March is National Reading Awareness Month designed to showcase the value of reading. That’s a good thing, but the focus is always about better children’s reading, which belies the vast powers of sharing reading with the whole family. Sharing reading of anything by anybody within a family can be a HUGE asset for creating a culture of enriched language and knowledge growth, AND shared reading goes a long way to establish a penchant for lifelong learning.
- Home reading aloud by kids should never be experienced as a test for error-free reading or as a chore to get done before dessert.
- Reading aloud, at its absolute best, is about anybody sharing a terrific book, magazine, or letter that contains a compelling story or feeling, or a fascinating, delightful bit of information that is appropriate for a surprised and eager family audience.
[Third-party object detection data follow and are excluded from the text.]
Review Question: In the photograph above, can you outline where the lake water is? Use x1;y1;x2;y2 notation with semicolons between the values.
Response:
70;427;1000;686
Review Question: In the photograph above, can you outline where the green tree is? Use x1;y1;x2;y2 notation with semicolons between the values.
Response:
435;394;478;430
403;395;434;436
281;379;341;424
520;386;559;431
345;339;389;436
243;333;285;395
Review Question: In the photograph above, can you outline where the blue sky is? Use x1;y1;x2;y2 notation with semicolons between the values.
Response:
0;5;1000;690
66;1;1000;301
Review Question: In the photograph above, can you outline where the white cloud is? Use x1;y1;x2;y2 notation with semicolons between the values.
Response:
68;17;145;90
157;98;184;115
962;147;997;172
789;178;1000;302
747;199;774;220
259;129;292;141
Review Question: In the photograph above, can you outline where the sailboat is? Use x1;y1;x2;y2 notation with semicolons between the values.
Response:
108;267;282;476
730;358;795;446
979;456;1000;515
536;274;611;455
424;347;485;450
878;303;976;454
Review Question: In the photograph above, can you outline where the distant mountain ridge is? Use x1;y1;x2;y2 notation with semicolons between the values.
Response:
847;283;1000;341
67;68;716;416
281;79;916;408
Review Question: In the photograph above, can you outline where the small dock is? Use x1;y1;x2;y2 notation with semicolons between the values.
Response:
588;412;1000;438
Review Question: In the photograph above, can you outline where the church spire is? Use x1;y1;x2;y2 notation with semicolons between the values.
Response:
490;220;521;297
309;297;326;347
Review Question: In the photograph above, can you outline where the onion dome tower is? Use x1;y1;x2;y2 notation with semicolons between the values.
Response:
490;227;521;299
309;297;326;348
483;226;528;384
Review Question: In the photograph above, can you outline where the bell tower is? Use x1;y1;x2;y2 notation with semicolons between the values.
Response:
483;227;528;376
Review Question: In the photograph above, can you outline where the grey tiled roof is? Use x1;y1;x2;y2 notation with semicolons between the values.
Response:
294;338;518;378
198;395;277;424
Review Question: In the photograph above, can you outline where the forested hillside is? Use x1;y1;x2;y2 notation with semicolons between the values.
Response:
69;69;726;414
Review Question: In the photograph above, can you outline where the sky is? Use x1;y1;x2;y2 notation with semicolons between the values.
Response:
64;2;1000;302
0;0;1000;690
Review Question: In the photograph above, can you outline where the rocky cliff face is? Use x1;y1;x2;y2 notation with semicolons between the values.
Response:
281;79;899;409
Just listen for the gleeful responses to a story or the “I didn’t know that!” to factual material.
Home reading aloud should be inclusive of every family member’s interests. What gets read aloud with the whole family serves as an invitation to each family member to be alert to material worth sharing.
“Let’s each find something we’ll all enjoy hearing and talking about!”
It could be a poem, essay, editorial, picture book, newspaper, Internet article, or some correspondence, even something they have written that will spawn lively conversation. Thus, each one’s “MY TURN!” read-aloud offers that participant a chance to be the center of attention and source of delight and wonder for the rest.
Especially for little ones, there should be effusive feedback about the gift that their selection and their reading is to the rest of the family. When a listener gets confused by reading awkwardness, that calls merely for a gentle request for a re-read of that part, or a carefully phrased question or comment about the text itself.
Contributing adults and older children can then take on the added responsibility for demonstrating fully fluent and expressive reading, noting each other’s natural tone, phrasing, and meaningful articulation, or facial expressions and gestures. Then comment positively upon any such delightfulness in narrations by younger kids.
As a result of this family enjoyment, small ones may try reading to dolls or pets, mimicking what they’ve heard and admired. Thus, they show us what others’ reading conveys to them about the personal appeal and potential of books and reading.
The setting for the read aloud conversation is irrelevant, so long as it’s physically comfortable and socially relaxed. That’s because after any read aloud episode should always come a lively conversation about the impact of what the listeners have just heard. Sounds like fun, doesn’t it?
Well, IT IS!
Reading aloud in the family should always be fulfilling for the readers and enjoyable for the listeners. Such gentle read aloud cultures create the foundation for families full of lifelong, avid learners.